Patients with special needs are then more likely to receive general anesthesia for routine dental care, Koppelman said.

“Is it a sober reality that we need to anesthetize some people with disabilities or are there better ways to deal with communicating with them? There are some strides happening on that front,” she said.

One option to bring up with dental providers is silver diamine fluoride, a varnish for the teeth that can prevent cavities, Koppelman said.

The American Academy of Pediatrics has reported that silver diamine fluoride is useful as a preventive tool for patients whose cooperation may be limited because of intellectual or developmental disabilities.

While few dental practices specialize in treating people with developmental disabilities, most dental offices can make accommodations for patients with special needs, advocates said.

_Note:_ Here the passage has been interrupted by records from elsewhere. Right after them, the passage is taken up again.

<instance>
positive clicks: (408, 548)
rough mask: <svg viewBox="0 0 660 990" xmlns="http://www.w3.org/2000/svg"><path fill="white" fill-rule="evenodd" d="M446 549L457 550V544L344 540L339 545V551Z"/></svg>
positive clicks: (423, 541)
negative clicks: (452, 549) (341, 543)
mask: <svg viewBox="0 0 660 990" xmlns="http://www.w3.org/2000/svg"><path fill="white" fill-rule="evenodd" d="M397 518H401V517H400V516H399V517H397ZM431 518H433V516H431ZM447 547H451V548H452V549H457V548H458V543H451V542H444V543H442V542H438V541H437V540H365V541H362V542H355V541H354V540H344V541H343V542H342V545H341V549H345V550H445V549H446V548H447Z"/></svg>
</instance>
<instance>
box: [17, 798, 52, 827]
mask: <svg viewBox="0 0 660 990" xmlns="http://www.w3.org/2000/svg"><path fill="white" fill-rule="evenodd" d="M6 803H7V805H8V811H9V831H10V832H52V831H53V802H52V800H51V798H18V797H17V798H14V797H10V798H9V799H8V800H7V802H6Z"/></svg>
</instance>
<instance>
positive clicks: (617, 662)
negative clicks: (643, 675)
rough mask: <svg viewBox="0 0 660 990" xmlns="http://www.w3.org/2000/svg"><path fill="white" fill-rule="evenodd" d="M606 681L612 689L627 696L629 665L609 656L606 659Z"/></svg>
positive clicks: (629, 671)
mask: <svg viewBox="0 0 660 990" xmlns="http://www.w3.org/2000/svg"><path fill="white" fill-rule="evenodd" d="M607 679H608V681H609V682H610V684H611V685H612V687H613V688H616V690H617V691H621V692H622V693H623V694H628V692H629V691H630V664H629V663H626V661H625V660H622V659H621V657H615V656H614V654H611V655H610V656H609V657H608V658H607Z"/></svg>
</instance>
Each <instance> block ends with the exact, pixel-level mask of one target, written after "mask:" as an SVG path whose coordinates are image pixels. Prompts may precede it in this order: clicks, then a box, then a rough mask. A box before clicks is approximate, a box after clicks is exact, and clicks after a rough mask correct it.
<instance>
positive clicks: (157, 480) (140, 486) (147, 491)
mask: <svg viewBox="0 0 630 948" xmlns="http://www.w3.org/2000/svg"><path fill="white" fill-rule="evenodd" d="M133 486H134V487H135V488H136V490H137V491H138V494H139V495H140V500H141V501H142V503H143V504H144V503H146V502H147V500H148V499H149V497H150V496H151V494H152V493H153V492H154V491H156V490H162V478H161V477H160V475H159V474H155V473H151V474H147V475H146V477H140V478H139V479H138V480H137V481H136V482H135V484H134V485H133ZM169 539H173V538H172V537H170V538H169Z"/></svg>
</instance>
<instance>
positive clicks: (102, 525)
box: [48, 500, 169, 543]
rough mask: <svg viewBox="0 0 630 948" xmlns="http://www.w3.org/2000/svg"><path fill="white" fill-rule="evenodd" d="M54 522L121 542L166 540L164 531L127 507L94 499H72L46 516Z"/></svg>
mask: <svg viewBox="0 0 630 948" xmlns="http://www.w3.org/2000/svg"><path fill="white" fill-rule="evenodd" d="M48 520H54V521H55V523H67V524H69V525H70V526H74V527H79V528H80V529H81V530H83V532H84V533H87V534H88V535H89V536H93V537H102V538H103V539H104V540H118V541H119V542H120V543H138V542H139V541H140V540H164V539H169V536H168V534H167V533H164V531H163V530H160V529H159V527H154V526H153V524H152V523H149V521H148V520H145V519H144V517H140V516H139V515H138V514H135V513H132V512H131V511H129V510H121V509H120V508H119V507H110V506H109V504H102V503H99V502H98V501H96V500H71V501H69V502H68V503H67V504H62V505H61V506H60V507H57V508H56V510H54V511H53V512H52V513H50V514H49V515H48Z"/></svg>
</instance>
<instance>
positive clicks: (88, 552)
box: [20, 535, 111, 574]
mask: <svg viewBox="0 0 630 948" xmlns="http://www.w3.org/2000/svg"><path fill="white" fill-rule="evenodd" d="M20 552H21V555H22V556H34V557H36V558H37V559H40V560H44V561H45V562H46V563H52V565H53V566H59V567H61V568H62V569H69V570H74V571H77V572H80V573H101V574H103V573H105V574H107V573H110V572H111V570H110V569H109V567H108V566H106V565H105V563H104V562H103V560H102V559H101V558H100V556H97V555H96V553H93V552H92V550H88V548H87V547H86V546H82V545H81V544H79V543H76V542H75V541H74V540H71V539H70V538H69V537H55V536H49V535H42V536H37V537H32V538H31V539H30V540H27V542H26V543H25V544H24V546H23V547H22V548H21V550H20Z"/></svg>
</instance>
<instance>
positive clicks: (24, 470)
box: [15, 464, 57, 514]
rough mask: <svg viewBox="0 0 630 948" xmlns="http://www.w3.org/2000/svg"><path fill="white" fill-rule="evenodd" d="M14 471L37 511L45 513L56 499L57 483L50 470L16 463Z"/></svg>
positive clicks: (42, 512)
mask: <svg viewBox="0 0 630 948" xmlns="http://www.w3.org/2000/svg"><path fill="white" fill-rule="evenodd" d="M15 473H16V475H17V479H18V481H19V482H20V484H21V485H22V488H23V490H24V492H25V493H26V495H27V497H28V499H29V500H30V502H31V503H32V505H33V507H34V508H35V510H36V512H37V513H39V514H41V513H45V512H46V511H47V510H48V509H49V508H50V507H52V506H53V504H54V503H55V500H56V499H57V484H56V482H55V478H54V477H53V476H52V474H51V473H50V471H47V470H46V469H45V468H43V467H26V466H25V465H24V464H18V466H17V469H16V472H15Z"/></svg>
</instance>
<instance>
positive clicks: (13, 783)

The lights, sounds, textures and smells of a dental office can pose sensory challenges. A patient with autism, for example, may be helped by seeing pictures of the dental office and going over the schedule for the appointment to know what to expect, said Donna Murray, vice president of clinical programs at Autism Speaks.

“It’s important to work with health care professionals experienced with children on the spectrum to make the process as comfortable as possible,” Murray said.

The autism advocacy group supports the dental association’s move toward equal access for people with disabilities, Murray said. The group also offers a dental toolkit.